Article Title: Impact of gastrectomy procedural complexity on surgical outcomes and hospital comparisons
Abstract: Background Most risk adjustment approaches adjust for patient comorbidities and the primary procedure. However, procedures done at the same time as the index case may increase operative risk and merit inclusion in adjustment models for fair hospital comparisons. Our objectives were to evaluate the impact of surgical complexity on postoperative outcomes and hospital comparisons in gastric cancer surgery. Methods Patients who underwent gastric resection for cancer were identified from a large clinical dataset. Procedure complexity was characterized using secondary procedure CPT codes and work relative value units (RVUs). Regression models were developed to evaluate the association between complexity variables and outcomes.
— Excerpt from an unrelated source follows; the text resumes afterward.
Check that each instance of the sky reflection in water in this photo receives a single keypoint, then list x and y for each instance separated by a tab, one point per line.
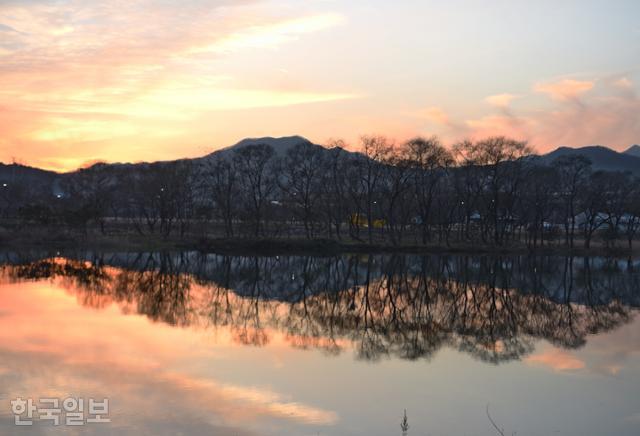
334	346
The impact of complexity adjustment on model performance and hospital comparisons was examined. Results Among 3,467 patients who underwent gastrectomy for adenocarcinoma, 2,171 operations were distal and 1,296 total. A secondary procedure was reported for 33% of distal gastrectomies and 59% of total gastrectomies. Six of 10 secondary procedures were associated with adverse outcomes. For example, patients who underwent a synchronous bowel resection had a higher risk of mortality (odds ratio [OR], 2.14; 95% CI, 1.07-4.29) and reoperation (OR, 2.09; 95% CI, 1.26-3.47). Model performance was slightly better for nearly all outcomes with complexity adjustment (mortality c-statistics: standard model, 0.853; secondary procedure model, 0.858; RVU model, 0.855). Hospital ranking did not change substantially after complexity adjustment. Conclusion Surgical complexity variables are associated with adverse outcomes in gastrectomy, but complexity adjustment does not affect hospital rankings appreciably. © 2015 Elsevier Inc. All rights reserved.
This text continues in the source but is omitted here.